When it comes to motivation, many struggle to consistently follow up with actions we deem important. However, we believe if we could only heighten motivation, we would accomplish our goals with ease.|
The struggle lies in aligning our hearts with our heads. We know what we should do (eat well, exercise consistently, get enough sleep), but how do we cross the bridge to wanting to do so? Thus, while we are often clear on what logically needs to be done to move forward to improve our health and professional and personal lives, the steps to get there and the daily motivation required to stay on track elude us.
Whether your motivation levels have been lacking lately or you've experienced a lifetime of unrecognized potential, know that motivation isn't just something you're born with or without. No matter your goals or intentions, there are strategies to increase daily motivation to help you finally follow through with your good intentions.
1. Link your core values to your motivation.
The next time you have difficulty finding inspiration to follow through on an action you deem valuable, ask different questions: "What is the purpose behind my wanting to get this done?" "How will completing this benefit me?" "What is the downside if I choose not to follow through?" In answering those questions honestly, you reveal your core values.
Core values are traits or qualities that represent your highest priorities, deeply held beliefs and fundamental driving forces.

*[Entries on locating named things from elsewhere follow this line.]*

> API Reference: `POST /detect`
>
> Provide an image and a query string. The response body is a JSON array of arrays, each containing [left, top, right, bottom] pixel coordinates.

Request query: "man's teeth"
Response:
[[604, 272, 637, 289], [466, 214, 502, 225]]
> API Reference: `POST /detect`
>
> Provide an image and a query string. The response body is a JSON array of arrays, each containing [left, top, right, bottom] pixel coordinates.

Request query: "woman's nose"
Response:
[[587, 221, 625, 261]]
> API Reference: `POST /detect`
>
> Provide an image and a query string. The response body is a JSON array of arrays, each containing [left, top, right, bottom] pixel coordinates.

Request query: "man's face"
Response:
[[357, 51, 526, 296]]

Create motivation that aligns with your core values, and your behaviors will follow.
Unless you have worked with a certified coach or taken a targeted Values Assessment, you may not intrinsically understand your true core values—and that's okay. It takes time, introspection and self-examination to define them, so give yourself the opportunity to sit down and reflect on your inner energy. Clarity leads to behaviors that support living in congruence with your values; as a result, motivation skyrockets.
2. Don't wait for motivation to peak—let action peak your motivation.
Often the greatest motivation occurs after we get into action. If we wait for our motivation to peak, we may never get going. In fact, the sense of accomplishment and feel-good hormones that feed our brain when we have done the work is motivation to repeat it in the future. Good behavior begets more good behavior. In time, the benefits of consistency become valuable to us as part of our core values.
3. Set schedules and rituals for taking action.
Once you know your reasons "why," intentionally schedule time in your week to follow through on your goals. Plan for grocery shopping to buy nutritious foods, put on walking shoes first thing every morning, schedule your workouts, shut down all technology by 9 p.m. so you can get to bed on time—each time you schedule a task and complete it, you're rewiring your brain. Schedules and rituals put actions on autopilot. Rather than asking, "Am I feeling motivated?", you'll habitually follow through instead.
4. Keep going even when the motivation fades.
Discomfort is temporary. Getting through the workout, resisting the donut, finishing the project—within a short time, it is complete and discomfort fades.
Accomplishment is a powerful drug. That feeling is far superior to temporary disappointment. Each time you complete a positive step, you are laying the foundation for living life in congruence with your values.
There will be days when it is excruciatingly hard to start, but remember that it will always be worth finishing. The act of showing up and having the courage to do the work (especially when you are not feeling motivated) is a victory worth celebrating.